I first became aware of this – I had no doubt been slow on the uptake – when an intelligent, cultivated and well-informed young man looked puzzled when I made reference to Papa Doc and asked me who he was. He had never so much as heard of him. Haiti has never been a center of world power or culture, of course, and yet the figure of François Duvalier once had a real presence in every reasonably well-informed or educated person’s mind, as did his Tontons Macoutes, such that when Graham Greene wrote his novel about Duvalier’s Haiti, The Comedians, he did not have to explain the context at all. Look on my, o ye mighty, and despair.

I was surprised (as I should not have been) that what was so present in my mind was completely absent from the mind of a young man who in most respects shared my interests. The world moves on, however; no one can or should expect that, with the exponential growth of information about the modern world, that the references in his own mind about what was modern in his youth should be shared by those considerably younger than he.
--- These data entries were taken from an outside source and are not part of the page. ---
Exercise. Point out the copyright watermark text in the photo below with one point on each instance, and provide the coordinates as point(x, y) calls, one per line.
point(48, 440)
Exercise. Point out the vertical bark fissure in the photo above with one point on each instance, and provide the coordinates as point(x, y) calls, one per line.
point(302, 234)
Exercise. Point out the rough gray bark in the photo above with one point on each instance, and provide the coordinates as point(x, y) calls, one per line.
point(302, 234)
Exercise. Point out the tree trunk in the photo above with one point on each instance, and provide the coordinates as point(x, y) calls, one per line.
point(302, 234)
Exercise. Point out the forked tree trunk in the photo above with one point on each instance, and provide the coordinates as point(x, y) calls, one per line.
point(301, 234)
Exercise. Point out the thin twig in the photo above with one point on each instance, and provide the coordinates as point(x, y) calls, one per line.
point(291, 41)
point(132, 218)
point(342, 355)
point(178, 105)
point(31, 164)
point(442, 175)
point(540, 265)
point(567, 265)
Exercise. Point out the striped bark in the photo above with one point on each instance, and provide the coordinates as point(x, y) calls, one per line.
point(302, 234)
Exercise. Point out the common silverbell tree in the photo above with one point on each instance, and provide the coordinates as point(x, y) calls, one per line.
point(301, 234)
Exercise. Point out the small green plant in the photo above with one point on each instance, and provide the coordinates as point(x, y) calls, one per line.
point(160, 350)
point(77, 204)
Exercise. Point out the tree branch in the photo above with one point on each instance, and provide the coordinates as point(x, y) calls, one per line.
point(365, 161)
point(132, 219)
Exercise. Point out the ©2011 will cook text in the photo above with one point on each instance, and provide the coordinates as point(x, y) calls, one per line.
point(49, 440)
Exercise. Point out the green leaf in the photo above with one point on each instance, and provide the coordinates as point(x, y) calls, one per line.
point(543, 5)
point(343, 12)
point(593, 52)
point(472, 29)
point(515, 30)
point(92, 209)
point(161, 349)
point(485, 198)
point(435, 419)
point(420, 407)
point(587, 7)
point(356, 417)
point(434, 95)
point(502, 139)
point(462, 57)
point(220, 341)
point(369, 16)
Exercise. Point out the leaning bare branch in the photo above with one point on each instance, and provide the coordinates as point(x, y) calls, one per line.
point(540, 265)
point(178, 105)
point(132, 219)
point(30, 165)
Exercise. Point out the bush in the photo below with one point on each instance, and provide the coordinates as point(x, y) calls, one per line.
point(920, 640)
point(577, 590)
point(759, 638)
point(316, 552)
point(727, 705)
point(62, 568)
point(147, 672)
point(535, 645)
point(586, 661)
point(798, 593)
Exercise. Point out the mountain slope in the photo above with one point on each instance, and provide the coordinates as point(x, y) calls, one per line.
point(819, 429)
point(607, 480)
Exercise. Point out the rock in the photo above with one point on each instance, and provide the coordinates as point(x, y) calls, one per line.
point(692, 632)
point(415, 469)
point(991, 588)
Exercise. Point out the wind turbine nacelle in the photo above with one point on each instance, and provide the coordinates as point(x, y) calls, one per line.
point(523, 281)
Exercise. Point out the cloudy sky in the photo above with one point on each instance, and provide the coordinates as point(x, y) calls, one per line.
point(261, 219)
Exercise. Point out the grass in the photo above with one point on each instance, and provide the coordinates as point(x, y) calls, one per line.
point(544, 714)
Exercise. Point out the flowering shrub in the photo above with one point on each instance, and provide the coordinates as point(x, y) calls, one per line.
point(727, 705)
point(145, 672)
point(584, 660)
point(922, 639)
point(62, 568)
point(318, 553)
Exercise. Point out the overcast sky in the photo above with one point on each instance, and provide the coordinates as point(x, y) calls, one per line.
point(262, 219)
Still, it is shocking that in a book concerned with the iconography of North Korea an essay by an academic should appear that displays such historical amnesia. I felt as I read it that I was looking at the MRI-scan of a brain in which the grossest atrophy had taken place, the ventricles expanding at the expense of white and grey matter. I treasure the book for its pictures, but the essay is a powerful reminder that those who live in the eternal present moment, without any relevant sense of the past, are condemned to superficiality. They cannot even observe the present moment with any acuity.